This and vastly many of our script projects are fundamentally based on two essential tasks -

  1. Filter out the data that we need
  2. Perform computations on the filtered data

Typically, we use loops to achieve #1. #2 is easy if we get #1 right. But #1 is never simple and rarely performant given enough conditional complexity and records.

What’s better than this approach? Fewer loops for sure because they are slow, and they make our lives shi**y.

The Remedy…

The term “filter”, and especially in a javascript sense, is subject to abuse. Why not exchange this term with “search”. Indeed, a JSON hash index or an actual inverted index is exactly the right chainsaw to mitigate the looping and increase direct access to lists of record IDs that match what the loop is intended to provide.

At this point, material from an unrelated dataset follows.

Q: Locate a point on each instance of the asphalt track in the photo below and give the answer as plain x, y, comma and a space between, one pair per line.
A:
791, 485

I use hash indexes all the time, but increasingly, I use Lunr to establish inverted indexes that are very agile and extremely fast. Imagine finding 200 record IDs from a collection of 30,000 rows where three fields match specific values and the fourth is “fuzzy”. Looping requires lots of code and plenty of time. An inverted index can do this in 20 milliseconds.

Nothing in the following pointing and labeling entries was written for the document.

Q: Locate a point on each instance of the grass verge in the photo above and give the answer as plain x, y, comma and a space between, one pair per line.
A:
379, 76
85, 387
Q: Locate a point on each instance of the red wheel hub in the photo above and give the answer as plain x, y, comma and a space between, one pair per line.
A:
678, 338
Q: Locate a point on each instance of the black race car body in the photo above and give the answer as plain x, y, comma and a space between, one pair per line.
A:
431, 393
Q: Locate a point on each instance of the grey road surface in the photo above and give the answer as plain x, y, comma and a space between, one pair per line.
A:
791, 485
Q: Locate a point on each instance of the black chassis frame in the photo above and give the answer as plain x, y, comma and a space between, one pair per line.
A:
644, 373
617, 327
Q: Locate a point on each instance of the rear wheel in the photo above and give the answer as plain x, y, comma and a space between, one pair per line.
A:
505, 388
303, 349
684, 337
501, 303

And when you factor in the advantages of term presence, wildcard searches, and field-specific boosting, the loop that builds the index is time extremely well spent. Plus, you can create and cache-forward index documents independent of your business logic.

One last comment concerning perfomance - there are many computations and metrics that we perform repeatedly for business analytics. Why not compute these metrics and store them in the search index so that when the CEO wants to see how her business is performing, you’ve reduced the overhead to a simple search query rendered at the edge in 500ms?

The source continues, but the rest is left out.